И я стоял, пораженный этим разлитым по знакомым вещам непривычным мне покоем. Стоял и наслаждался. Вот через это пойдет моя жизнь. Она будет, конечно, обременена заботами, суетой, часто дерганая и нервная. И ты станешь временами уставать от нее, но каждый вечер приходить сюда, в эту нехитрую гармонию бра, тахты, стола с креслом и коврика на полу и обретать силы. И здесь тебя будет всегда ждать она, созидательница гармонии, творец покоя. Что еще надо? Можно ли желать большего?

Вот оно, оказывается, как выглядит человеческое счастье!

И, должно быть, Майя переживала то же самое. Она попросила:

— Задерни шторы.

Верно! Через окно к нам рвется внешний мир — наш город, столь же шумный, как и остальные города на свете, в нем разные люди переживают разное. Потом мы вернемся к ним, станем жить среди них, вместе с ними радоваться, вместе с ними сострадать. Потом… Сейчас у нас свое, и мы им ни с кем не желаем делиться.

Мы сидели на новой тахте и пили кофе. Впервые по-семейному. А я думал о том, как много у нас — бесконечно много! — впереди таких вот вечеров, отгороженных от всего и от всех, глаза в глаза. Думал и обмирал: вероятно ли такое?
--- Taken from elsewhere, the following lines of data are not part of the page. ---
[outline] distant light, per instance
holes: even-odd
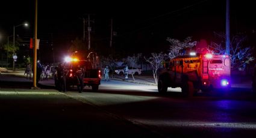
[[[75,61],[75,62],[76,62],[76,61],[78,61],[78,59],[77,59],[77,58],[74,58],[74,59],[72,59],[72,61]]]
[[[65,61],[67,62],[69,62],[72,61],[72,59],[70,57],[67,56],[65,58]]]
[[[190,52],[190,56],[195,56],[196,55],[196,52]]]
[[[222,86],[226,86],[229,84],[227,80],[226,79],[223,79],[221,80],[221,85],[222,85]]]
[[[211,54],[210,54],[210,53],[207,53],[207,54],[205,55],[205,56],[207,58],[213,58],[213,55],[211,55]]]

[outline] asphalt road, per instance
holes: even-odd
[[[11,136],[256,137],[256,100],[248,88],[184,97],[179,88],[159,95],[155,86],[111,80],[102,81],[97,92],[86,88],[61,93],[46,85],[13,88],[6,83],[11,77],[0,83],[2,130]],[[16,86],[26,83],[20,79],[14,79]]]

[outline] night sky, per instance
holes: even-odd
[[[31,2],[32,1],[32,2]],[[1,41],[13,34],[13,25],[27,22],[30,28],[16,28],[16,34],[29,43],[34,36],[34,1],[1,1]],[[121,55],[167,52],[167,37],[181,40],[192,36],[210,41],[213,32],[225,31],[226,1],[48,1],[38,0],[38,38],[40,58],[49,58],[54,48],[55,61],[60,60],[76,37],[83,37],[83,18],[91,14],[91,47],[108,54],[110,19],[113,19],[113,45]],[[255,29],[256,8],[251,1],[230,0],[231,32]],[[104,53],[105,52],[105,53]]]

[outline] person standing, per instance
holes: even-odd
[[[129,70],[128,68],[128,65],[126,65],[125,68],[123,69],[123,71],[125,72],[125,80],[128,80],[128,72]]]
[[[79,93],[81,93],[84,89],[84,68],[81,67],[80,65],[77,65],[76,69],[75,70],[75,74],[77,77],[77,89]]]
[[[39,61],[37,61],[37,79],[36,79],[36,83],[37,85],[38,85],[38,82],[40,80],[40,76],[42,74],[42,71],[43,71],[43,68],[42,67],[41,64],[40,63]]]
[[[57,68],[57,75],[58,79],[58,88],[60,92],[66,92],[66,74],[64,66],[61,63],[58,65]]]
[[[108,73],[110,70],[108,69],[108,66],[106,66],[104,68],[104,76],[105,76],[105,81],[108,81]]]
[[[24,75],[27,74],[27,79],[28,79],[28,76],[30,76],[30,79],[31,79],[31,65],[30,63],[28,63],[26,67],[26,70],[25,70]]]
[[[49,77],[50,76],[51,73],[51,66],[49,65],[47,65],[45,67],[45,79],[48,80]]]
Рядом с ней…

У Майи лучились глаза и вздрагивали губы. Она бережно взяла мою руку.

— Павел… Плохо, когда с детства веришь, что ты чем-то лучше других, необыкновеннее. А я, кажется, родилась с этой мыслью.
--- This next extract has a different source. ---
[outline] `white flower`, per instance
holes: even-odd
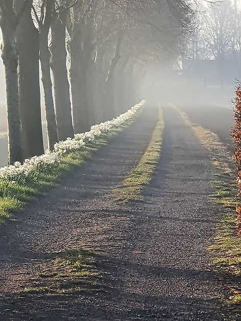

— Каждый мальчишка и девчонка, Майка, думают, что они пуп земли… пока не вырастут.

— У меня это затянулось… до девятого класса. И ведь училась так себе, и никаких талантов не было: стихи писала — бросила, рисовать бралась — не получалось, в кружке самодеятельности играла — как связанная на сцене и голосишко слабый. Ну ни проблеска, а так верила — лучше других, необыкновеннее! — что и все кругом тоже начали верить. Подружки завидовали, не зная чему, ребята относились с почтением. Почему?..
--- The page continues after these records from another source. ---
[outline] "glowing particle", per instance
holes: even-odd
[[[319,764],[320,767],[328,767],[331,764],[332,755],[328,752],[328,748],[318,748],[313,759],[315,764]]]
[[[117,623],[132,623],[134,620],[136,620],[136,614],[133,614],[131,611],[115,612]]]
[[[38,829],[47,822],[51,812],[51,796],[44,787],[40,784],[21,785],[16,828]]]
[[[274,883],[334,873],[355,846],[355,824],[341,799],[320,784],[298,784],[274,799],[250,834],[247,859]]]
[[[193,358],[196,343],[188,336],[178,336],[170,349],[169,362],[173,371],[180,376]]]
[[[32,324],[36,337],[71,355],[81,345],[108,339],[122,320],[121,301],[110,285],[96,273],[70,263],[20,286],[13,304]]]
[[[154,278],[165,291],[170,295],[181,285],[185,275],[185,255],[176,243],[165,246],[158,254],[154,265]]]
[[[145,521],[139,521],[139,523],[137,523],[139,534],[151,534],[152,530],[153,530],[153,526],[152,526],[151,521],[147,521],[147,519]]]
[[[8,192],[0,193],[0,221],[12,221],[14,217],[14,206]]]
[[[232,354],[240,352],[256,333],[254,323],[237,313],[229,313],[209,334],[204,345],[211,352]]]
— Ты красива, Майка. Красота — дар божий, вроде таланта.

— Ах нет, у нас в классе Ниночка Румянцева — глазищи во, коса через всю спину. Я дурнушка рядом с ней. А ей не завидовали, только два самых тихоньких парня, Кусенков и Фунтиков, в нее влюблены были… Ну а в девятом классе я задумалась: школа-то кончается, куда дальше идти, кем быть?.. Кем, Павел? Математику и физику не любила — в технический вуз мне и соваться нечего. Куда — в театральное, в консерваторию, в художественный институт? Лучше других, особенная! Тут-то вот и очнулась — с высокой горки да в лужу!..

Лучистые глаза Майи потухли, взгляд ушел внутрь, на изогнутых губах блуждала улыбка, страдальческая и растерянная.